All pipelines in powershell are objects, and something will only become text if it has become serialised somewhere along the way (e.g., read/write from disk).
See output from 'netsh'. See use of 'write-output'. Maybe you call an array of strings meangingfully distinct from "text", but it really isn't. You can't use select-object, have to switch to select-string. Have to do an assignment and a get-member or gettype() to know what you are really in for.
Returning multiple objects from a query is a feature, not a bug.
My issue is not the plurality. My issue is that the singular will have a different set of behaviors as indicated by GetType than one. I would have either liked it if a single object was returned as a single element array, or if the language did a better job of implicit array creation if you treat such singular returns as an array.
And no, a cmd script can NOT turn code-signing off if you have UAC turned on
powershell set-executionpolicy bypass currentuser
If you have an enterprise CA, and an AD integrated subordinate, signing scripts is trivial. My workflow with writing powershell involves saving the file in notepad++, running "./add-signature foo.ps1" (add-signature is a 1-2 line script I've got which retrieves my code-signing cert and signs the argument with it) and then running the script. That's it.
First, that's hoops to jump through even assuming the infrastructure setup. Second, no convenient linux tools to generate the ASN.1 structures to sign in non-windows envs.
But, there are things you can do in Powershell in a few lines of code that you just can't do with a shell script without a massive time investment.
That's absolutely true of cmd and vbscript, less so in bash or perl or python on a linux system.
Much of the power of powershell lies in its ability to easily query and interact with WMI objects
WMI in my mind is less desirable than sysfs under linux which provides much the same data. WMI objects aren't very discoverable as they aren't unified under a single root. If you ask me about some data in wmi I have not previously worked with, it;s off to technet forums to search for the answer.
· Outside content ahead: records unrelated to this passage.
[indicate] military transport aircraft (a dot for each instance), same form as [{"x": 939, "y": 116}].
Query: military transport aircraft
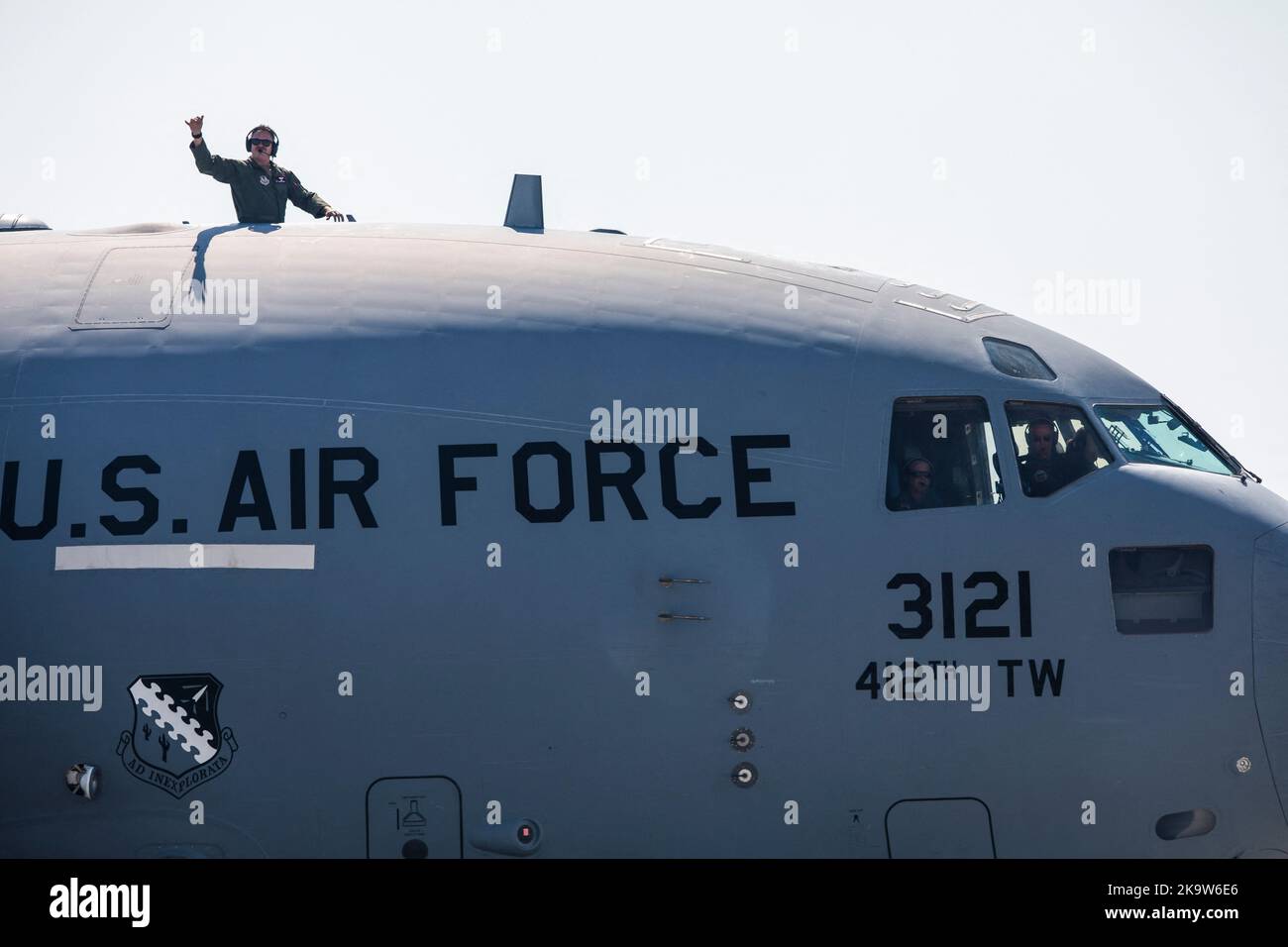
[{"x": 391, "y": 540}]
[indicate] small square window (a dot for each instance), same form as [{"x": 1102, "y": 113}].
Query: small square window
[
  {"x": 941, "y": 454},
  {"x": 1018, "y": 361}
]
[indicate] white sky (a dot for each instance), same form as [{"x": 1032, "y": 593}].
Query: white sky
[{"x": 975, "y": 147}]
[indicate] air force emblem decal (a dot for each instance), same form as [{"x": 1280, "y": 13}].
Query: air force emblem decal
[{"x": 176, "y": 742}]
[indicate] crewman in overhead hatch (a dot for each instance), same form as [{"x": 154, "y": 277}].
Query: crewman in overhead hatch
[{"x": 261, "y": 185}]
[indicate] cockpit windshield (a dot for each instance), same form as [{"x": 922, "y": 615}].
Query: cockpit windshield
[{"x": 1155, "y": 434}]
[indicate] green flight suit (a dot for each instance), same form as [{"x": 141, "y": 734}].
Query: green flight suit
[{"x": 259, "y": 195}]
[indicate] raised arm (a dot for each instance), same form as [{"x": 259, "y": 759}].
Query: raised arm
[{"x": 219, "y": 169}]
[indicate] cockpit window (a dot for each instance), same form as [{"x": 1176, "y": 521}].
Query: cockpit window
[
  {"x": 941, "y": 454},
  {"x": 1018, "y": 361},
  {"x": 1054, "y": 446},
  {"x": 1153, "y": 434}
]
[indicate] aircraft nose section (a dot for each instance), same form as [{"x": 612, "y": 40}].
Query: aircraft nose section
[{"x": 1270, "y": 647}]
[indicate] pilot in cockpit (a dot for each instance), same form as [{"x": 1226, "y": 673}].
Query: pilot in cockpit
[{"x": 915, "y": 491}]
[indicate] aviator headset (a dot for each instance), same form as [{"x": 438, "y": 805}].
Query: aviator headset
[
  {"x": 273, "y": 154},
  {"x": 1039, "y": 421}
]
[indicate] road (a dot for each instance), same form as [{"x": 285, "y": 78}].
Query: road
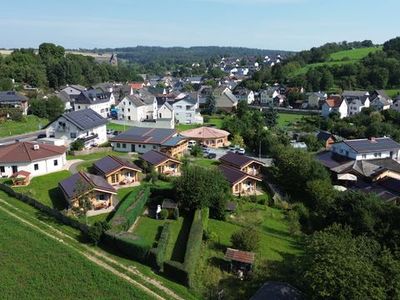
[{"x": 22, "y": 137}]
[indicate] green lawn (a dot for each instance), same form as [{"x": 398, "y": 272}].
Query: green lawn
[
  {"x": 117, "y": 127},
  {"x": 28, "y": 124},
  {"x": 34, "y": 266},
  {"x": 45, "y": 189},
  {"x": 96, "y": 156},
  {"x": 354, "y": 54},
  {"x": 149, "y": 229},
  {"x": 286, "y": 119},
  {"x": 205, "y": 162},
  {"x": 339, "y": 58}
]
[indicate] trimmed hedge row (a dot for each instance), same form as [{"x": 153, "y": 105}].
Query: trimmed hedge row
[
  {"x": 45, "y": 209},
  {"x": 135, "y": 249},
  {"x": 157, "y": 255},
  {"x": 193, "y": 246},
  {"x": 130, "y": 208},
  {"x": 184, "y": 272}
]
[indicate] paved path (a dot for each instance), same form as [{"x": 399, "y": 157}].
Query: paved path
[
  {"x": 22, "y": 137},
  {"x": 97, "y": 256}
]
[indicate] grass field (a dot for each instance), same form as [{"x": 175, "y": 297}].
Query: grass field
[
  {"x": 118, "y": 127},
  {"x": 28, "y": 124},
  {"x": 286, "y": 119},
  {"x": 34, "y": 266},
  {"x": 45, "y": 189},
  {"x": 339, "y": 58}
]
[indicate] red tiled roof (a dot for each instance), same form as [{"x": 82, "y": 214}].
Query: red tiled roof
[
  {"x": 25, "y": 152},
  {"x": 137, "y": 85},
  {"x": 21, "y": 173},
  {"x": 238, "y": 255},
  {"x": 334, "y": 101},
  {"x": 205, "y": 133}
]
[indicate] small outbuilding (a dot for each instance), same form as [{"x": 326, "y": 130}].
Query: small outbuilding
[{"x": 208, "y": 136}]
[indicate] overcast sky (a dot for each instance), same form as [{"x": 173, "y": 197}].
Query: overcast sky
[{"x": 267, "y": 24}]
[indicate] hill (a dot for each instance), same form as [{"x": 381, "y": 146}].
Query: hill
[{"x": 339, "y": 58}]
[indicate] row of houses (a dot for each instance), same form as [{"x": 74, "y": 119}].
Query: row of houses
[{"x": 350, "y": 103}]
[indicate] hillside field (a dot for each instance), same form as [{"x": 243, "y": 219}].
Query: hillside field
[
  {"x": 33, "y": 266},
  {"x": 340, "y": 58}
]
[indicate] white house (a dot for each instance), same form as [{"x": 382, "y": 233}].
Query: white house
[
  {"x": 356, "y": 101},
  {"x": 335, "y": 103},
  {"x": 186, "y": 110},
  {"x": 96, "y": 100},
  {"x": 139, "y": 106},
  {"x": 37, "y": 159},
  {"x": 267, "y": 96},
  {"x": 366, "y": 149},
  {"x": 85, "y": 124}
]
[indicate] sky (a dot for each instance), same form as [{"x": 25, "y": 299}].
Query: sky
[{"x": 266, "y": 24}]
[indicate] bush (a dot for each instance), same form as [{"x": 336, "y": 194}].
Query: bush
[
  {"x": 164, "y": 214},
  {"x": 77, "y": 145},
  {"x": 193, "y": 246},
  {"x": 246, "y": 239}
]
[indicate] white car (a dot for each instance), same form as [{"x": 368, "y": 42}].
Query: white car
[{"x": 240, "y": 151}]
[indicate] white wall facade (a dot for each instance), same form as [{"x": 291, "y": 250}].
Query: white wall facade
[
  {"x": 36, "y": 168},
  {"x": 344, "y": 150}
]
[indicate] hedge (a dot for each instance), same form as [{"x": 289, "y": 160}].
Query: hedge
[
  {"x": 131, "y": 208},
  {"x": 133, "y": 248},
  {"x": 184, "y": 272},
  {"x": 193, "y": 246},
  {"x": 162, "y": 245}
]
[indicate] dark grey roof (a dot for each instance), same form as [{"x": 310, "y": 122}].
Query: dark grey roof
[
  {"x": 324, "y": 135},
  {"x": 237, "y": 160},
  {"x": 85, "y": 119},
  {"x": 81, "y": 183},
  {"x": 12, "y": 97},
  {"x": 155, "y": 157},
  {"x": 167, "y": 203},
  {"x": 173, "y": 141},
  {"x": 272, "y": 290},
  {"x": 354, "y": 93},
  {"x": 232, "y": 175},
  {"x": 111, "y": 163},
  {"x": 145, "y": 135},
  {"x": 92, "y": 96},
  {"x": 368, "y": 145}
]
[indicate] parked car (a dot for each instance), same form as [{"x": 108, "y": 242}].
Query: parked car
[
  {"x": 212, "y": 155},
  {"x": 240, "y": 151}
]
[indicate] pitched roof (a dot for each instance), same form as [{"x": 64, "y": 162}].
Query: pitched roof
[
  {"x": 110, "y": 163},
  {"x": 11, "y": 96},
  {"x": 155, "y": 157},
  {"x": 334, "y": 101},
  {"x": 85, "y": 119},
  {"x": 233, "y": 175},
  {"x": 145, "y": 135},
  {"x": 81, "y": 183},
  {"x": 373, "y": 144},
  {"x": 25, "y": 152},
  {"x": 205, "y": 133},
  {"x": 238, "y": 160},
  {"x": 238, "y": 255}
]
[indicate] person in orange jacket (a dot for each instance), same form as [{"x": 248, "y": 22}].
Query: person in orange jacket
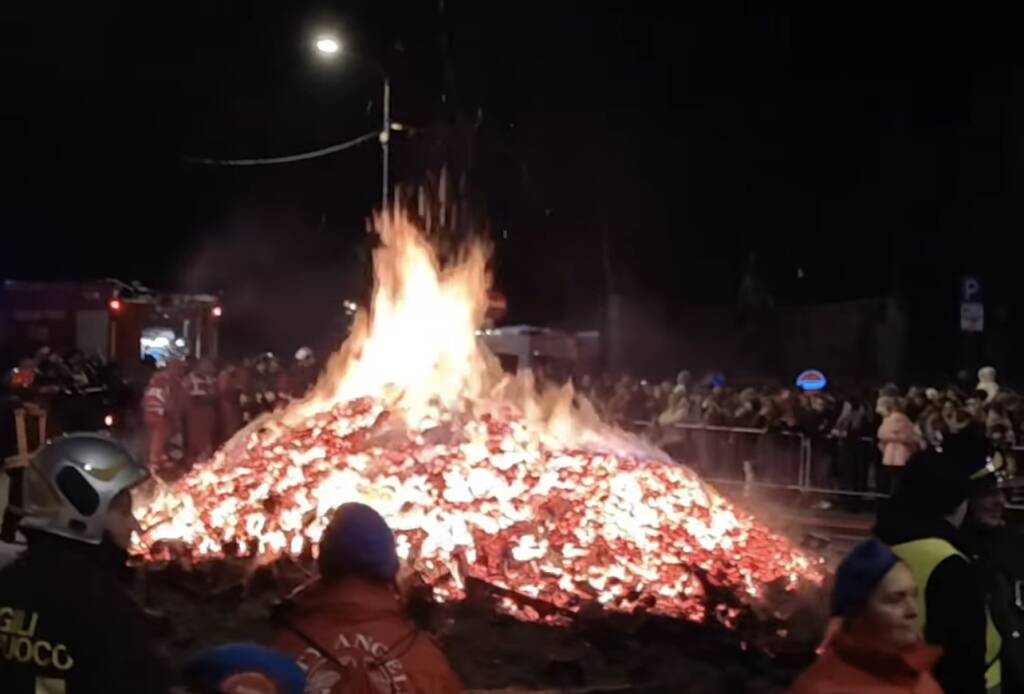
[
  {"x": 229, "y": 383},
  {"x": 873, "y": 644},
  {"x": 161, "y": 409},
  {"x": 347, "y": 631},
  {"x": 201, "y": 410}
]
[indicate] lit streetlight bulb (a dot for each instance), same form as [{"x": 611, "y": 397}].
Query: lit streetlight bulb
[{"x": 328, "y": 45}]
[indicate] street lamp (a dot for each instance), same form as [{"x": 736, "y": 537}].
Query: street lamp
[{"x": 329, "y": 46}]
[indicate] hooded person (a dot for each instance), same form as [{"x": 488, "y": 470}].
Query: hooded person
[
  {"x": 67, "y": 623},
  {"x": 347, "y": 631},
  {"x": 997, "y": 553},
  {"x": 921, "y": 523},
  {"x": 875, "y": 644},
  {"x": 245, "y": 668},
  {"x": 987, "y": 384}
]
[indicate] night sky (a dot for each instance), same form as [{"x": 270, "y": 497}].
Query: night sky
[{"x": 601, "y": 145}]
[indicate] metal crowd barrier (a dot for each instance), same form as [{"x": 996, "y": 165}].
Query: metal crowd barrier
[{"x": 786, "y": 460}]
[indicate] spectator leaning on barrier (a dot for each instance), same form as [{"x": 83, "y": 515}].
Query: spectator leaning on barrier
[
  {"x": 897, "y": 438},
  {"x": 997, "y": 552},
  {"x": 873, "y": 645},
  {"x": 921, "y": 524}
]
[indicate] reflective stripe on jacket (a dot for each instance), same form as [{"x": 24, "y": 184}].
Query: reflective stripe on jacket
[{"x": 922, "y": 557}]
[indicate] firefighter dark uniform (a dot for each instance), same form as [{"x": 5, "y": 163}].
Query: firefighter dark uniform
[{"x": 67, "y": 624}]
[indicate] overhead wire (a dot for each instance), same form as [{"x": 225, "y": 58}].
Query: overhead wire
[{"x": 302, "y": 157}]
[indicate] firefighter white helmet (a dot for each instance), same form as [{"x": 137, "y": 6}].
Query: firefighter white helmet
[{"x": 70, "y": 484}]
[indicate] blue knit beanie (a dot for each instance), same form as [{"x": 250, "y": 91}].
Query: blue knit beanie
[
  {"x": 211, "y": 667},
  {"x": 357, "y": 540},
  {"x": 858, "y": 574}
]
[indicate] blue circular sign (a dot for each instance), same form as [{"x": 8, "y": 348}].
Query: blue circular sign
[{"x": 811, "y": 380}]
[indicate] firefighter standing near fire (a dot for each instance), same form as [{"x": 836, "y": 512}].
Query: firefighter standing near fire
[
  {"x": 347, "y": 631},
  {"x": 263, "y": 386},
  {"x": 201, "y": 410},
  {"x": 67, "y": 623},
  {"x": 162, "y": 410},
  {"x": 229, "y": 401}
]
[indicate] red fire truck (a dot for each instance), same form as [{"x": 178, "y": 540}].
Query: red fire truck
[{"x": 119, "y": 321}]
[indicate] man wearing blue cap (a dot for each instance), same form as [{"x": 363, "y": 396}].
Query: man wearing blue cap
[
  {"x": 347, "y": 631},
  {"x": 921, "y": 522},
  {"x": 873, "y": 645}
]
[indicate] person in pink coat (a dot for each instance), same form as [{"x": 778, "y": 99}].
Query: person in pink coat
[{"x": 898, "y": 440}]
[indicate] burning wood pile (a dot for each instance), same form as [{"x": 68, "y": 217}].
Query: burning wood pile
[{"x": 482, "y": 478}]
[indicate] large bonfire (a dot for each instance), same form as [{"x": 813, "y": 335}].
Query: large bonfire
[{"x": 478, "y": 474}]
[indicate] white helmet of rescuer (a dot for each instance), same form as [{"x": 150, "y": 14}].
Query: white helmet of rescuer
[{"x": 70, "y": 483}]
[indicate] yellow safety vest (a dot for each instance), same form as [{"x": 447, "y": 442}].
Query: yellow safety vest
[{"x": 922, "y": 556}]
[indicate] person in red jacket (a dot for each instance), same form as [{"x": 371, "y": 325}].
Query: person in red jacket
[
  {"x": 161, "y": 409},
  {"x": 347, "y": 631},
  {"x": 229, "y": 401},
  {"x": 875, "y": 645},
  {"x": 201, "y": 410}
]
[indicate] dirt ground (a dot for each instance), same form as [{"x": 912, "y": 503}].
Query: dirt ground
[{"x": 597, "y": 652}]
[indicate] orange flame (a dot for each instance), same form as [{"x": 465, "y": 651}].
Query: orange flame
[{"x": 477, "y": 474}]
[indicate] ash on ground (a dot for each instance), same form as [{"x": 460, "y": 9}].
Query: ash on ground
[{"x": 595, "y": 651}]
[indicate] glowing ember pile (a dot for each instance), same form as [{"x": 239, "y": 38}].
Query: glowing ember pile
[{"x": 478, "y": 475}]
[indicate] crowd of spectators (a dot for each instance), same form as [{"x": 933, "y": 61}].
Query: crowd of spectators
[{"x": 861, "y": 435}]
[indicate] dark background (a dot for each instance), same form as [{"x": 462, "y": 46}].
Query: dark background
[{"x": 603, "y": 146}]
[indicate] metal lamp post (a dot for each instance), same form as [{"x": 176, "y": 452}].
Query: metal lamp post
[{"x": 329, "y": 46}]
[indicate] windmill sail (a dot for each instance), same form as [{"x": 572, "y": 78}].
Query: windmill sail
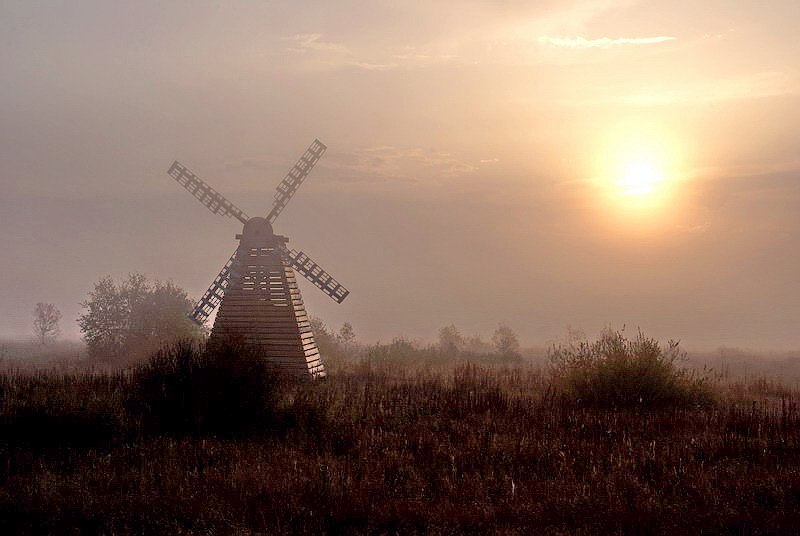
[
  {"x": 213, "y": 296},
  {"x": 314, "y": 273},
  {"x": 212, "y": 199},
  {"x": 295, "y": 178}
]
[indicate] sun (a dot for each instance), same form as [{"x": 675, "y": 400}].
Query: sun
[
  {"x": 638, "y": 175},
  {"x": 640, "y": 178}
]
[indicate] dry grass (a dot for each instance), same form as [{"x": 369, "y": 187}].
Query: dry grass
[{"x": 379, "y": 450}]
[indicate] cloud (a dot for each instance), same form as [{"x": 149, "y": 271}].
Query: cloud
[
  {"x": 302, "y": 43},
  {"x": 603, "y": 42},
  {"x": 388, "y": 163}
]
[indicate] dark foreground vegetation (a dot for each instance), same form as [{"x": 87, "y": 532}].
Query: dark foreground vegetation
[{"x": 615, "y": 438}]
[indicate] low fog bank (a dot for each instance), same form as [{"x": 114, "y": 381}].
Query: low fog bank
[{"x": 342, "y": 348}]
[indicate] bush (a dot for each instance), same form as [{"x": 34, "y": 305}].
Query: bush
[
  {"x": 189, "y": 389},
  {"x": 621, "y": 373}
]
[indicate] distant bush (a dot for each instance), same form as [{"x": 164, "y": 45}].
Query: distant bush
[
  {"x": 621, "y": 373},
  {"x": 190, "y": 389}
]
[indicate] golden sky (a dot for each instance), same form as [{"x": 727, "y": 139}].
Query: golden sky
[{"x": 544, "y": 164}]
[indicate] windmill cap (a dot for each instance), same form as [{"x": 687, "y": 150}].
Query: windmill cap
[{"x": 257, "y": 229}]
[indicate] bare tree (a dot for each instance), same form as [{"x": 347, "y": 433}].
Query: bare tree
[
  {"x": 346, "y": 335},
  {"x": 45, "y": 322},
  {"x": 505, "y": 341},
  {"x": 451, "y": 342}
]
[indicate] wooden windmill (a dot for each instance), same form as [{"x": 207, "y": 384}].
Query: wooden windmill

In linux, a little ogling of sysfs and I can generally find it without so much as tabbing over to my browser.
not have to worry about people running malicious powershell scripts
Untrue, see above
If someone in the enterprise pushes a dodgy script (either accidentally, or maliciously), I can easily disable it from running, wherever the copies may exist by simply revoking the cert.
Ok, that's the one effective use case of the code signing as implemented today.